Clues found in the albums songs include Lovely Rita’s line "When I caught a glimpse of Rita," and "I took her home, I nearly made it." A Day in The Life: "He blew his mind out in a car, he didn't notice that the lights had changed. A crowd of people stood and stared, they'd seen his face before..." Good Morning, Good Morning "Nothing to do to save his life." "People running around it's five o'clock." She's Leaving Home "Wednesday morning at five o'clock."  Sgt. Pepper's Lonely Hearts Club Band The reference to Billy Shears is supposed to refer to Billy Campbell, the Paul look-alike.

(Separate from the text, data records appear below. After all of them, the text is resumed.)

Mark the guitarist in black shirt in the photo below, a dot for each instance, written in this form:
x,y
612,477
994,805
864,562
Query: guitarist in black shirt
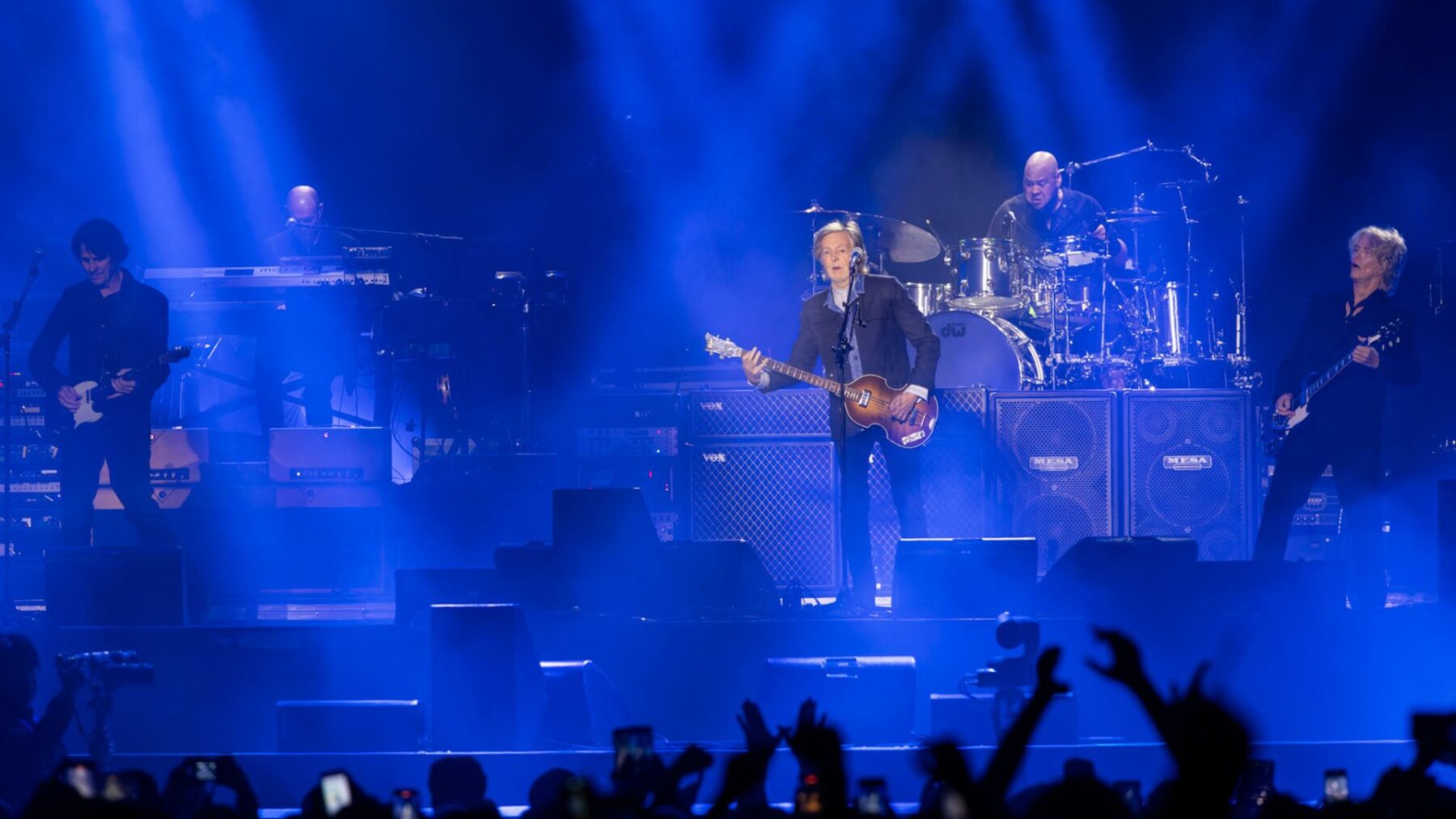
x,y
1344,418
116,326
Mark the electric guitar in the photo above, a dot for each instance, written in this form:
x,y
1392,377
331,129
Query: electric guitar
x,y
1385,338
95,393
866,399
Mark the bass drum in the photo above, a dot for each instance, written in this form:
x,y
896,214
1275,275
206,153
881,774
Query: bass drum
x,y
984,351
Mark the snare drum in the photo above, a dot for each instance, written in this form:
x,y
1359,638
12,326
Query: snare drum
x,y
984,351
990,280
931,298
1072,252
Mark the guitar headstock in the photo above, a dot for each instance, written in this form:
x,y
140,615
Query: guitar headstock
x,y
722,348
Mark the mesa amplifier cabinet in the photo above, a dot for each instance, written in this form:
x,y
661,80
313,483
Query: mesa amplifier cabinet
x,y
328,454
1053,467
795,412
779,496
1190,469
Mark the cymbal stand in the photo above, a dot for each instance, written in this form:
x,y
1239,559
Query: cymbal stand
x,y
1244,377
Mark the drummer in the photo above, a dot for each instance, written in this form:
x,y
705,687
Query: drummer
x,y
1044,211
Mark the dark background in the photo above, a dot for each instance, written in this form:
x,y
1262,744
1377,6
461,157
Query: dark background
x,y
654,150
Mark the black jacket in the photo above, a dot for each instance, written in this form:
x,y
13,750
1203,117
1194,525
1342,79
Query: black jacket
x,y
1327,335
140,333
890,319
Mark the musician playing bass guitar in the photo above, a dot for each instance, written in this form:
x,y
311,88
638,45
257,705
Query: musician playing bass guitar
x,y
116,325
877,318
1363,331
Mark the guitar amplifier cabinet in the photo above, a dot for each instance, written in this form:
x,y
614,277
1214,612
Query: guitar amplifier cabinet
x,y
1055,467
953,482
779,496
176,457
750,413
1190,467
328,454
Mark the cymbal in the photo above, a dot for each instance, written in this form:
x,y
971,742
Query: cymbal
x,y
897,239
1135,216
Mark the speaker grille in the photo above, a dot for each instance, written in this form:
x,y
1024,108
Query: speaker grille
x,y
750,413
777,496
953,482
1190,469
1055,467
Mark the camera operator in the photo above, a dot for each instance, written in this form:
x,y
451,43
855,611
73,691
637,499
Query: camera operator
x,y
29,749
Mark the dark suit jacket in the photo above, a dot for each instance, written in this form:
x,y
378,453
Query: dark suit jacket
x,y
890,320
1357,395
80,316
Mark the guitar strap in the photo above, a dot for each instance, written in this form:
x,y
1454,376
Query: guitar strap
x,y
111,361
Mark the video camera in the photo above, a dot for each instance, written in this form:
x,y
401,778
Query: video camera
x,y
108,669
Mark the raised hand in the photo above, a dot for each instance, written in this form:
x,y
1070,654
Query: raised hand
x,y
801,738
1128,659
755,731
1046,668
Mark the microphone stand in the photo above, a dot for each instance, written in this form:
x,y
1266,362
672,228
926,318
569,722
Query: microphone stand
x,y
842,362
6,335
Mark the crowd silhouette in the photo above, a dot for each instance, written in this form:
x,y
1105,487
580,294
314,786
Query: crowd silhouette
x,y
1215,775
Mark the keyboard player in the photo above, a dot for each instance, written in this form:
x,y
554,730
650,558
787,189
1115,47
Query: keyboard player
x,y
311,336
302,234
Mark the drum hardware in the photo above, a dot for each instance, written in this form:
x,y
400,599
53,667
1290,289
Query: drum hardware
x,y
1135,216
990,277
984,351
931,297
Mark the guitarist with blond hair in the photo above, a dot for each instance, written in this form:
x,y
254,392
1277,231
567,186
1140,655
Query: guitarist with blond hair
x,y
116,326
875,319
1353,344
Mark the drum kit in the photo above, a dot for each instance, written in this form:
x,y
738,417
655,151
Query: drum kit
x,y
1062,315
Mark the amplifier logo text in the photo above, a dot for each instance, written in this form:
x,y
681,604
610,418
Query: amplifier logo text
x,y
1053,463
1187,463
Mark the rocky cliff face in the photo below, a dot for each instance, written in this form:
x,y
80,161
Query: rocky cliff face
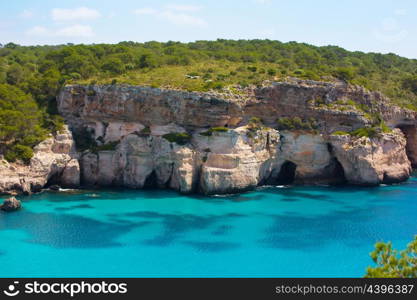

 Clues found Magical Mystery Tour Album include Paul is in the "black" walrus suit on the cover, in the booklet, Ringo's drums read "Love the 3 Beatles.", in the photo of the Beatles in white tails, Paul is the only one with a black carnation, the other three have red flowers. When the album cover is held to a mirror, the word "Beatles" is a phone number, 231-7438. The legend is if the number is called a recording came on saying, "you're getting closer." In the song I Am the Walrus, at the end the words from King Lear heard "O, untimely death!" and combined with the legend "The Walrus Was Paul." It’s another clue.
In Yellow Submarine, the clues are said to be found on the covers.) Lennon's hand is raised over Paul's head, indicating "death."
On The Beatles (The White Album) the song and term Glass Onion is supposed to mean a coffin with a glass top and the 'Don't Pass Me By: "You were in a car crash...." and Revolution 9, in which the words, "Number nine, number nine," repeated many times are supposed to say when played backwards, "dead man, turn me on dead man." The reference to the number 9 is supposed to be that of McCartney having nine letters.
 On the Abbey Road Album it’s the way the Beatles' dress - Lennon in white for a holy man, Ringo comes next in black as the undertaker and George, in jeans, is the grave digger. Paul is in bare feet.  The police vehicle parked to the right in the photograph is a morgue wagon (It wasn’t) and the Volkswagen parked on the left side of the street has a tag that reads, "LMW 28IF which was construed to mean "LMW - Linda McCartney Weeps" and "28IF" means that Paul would have been 28 years old IF he had lived.